Hiking at Cane Creek
June – July 2008
This photo is at the beginning of the June 2008 hike, with my nephew Matthew, and another hiker, Roger B.
A few weeks later Matthew and I returned to Cane Creek with my Mom, who’d never visited the Preserve before. Here she is standing just above the large rock overhang shelter, once the site of Native American activities.
On the June 2008 hike, Matthew, Roger and I were caught out in a massive, pop-up thunderstorm, with lots of lightning—the type that’s common in the summer.
We made it to the picnic area (below) . No place to take shelter, other than a small tin-covered shelter at this picnic site, in one of the lowest areas of the Canyon. So we took our chances that the taller trees would be more of a lightning rod than the tin roof. Not necessarily a choice I’d make again, but we made it through.

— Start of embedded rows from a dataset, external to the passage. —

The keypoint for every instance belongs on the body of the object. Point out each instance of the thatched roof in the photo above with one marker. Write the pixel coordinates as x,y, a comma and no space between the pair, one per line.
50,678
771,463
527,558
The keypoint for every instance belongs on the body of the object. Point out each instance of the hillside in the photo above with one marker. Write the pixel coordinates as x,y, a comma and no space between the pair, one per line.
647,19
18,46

We later than into another solo hiker, a female, who had endured the storm in a different area of the park without any shelter, other than trees. After the storm, she had slipped on wet rocks and turned her ankle. She was making VERY slow progress back to the entrance, and was clearly in some physical pain.
My nephew ran the mile or so back to the entrance, which happens to be where the Lacefields live. They weren’t home, but Matthew was proactive and resourceful and found a 4-wheel “mule” and drove it back as close as he could to where we were on the trail and we were able to get the injured hiker back to her car.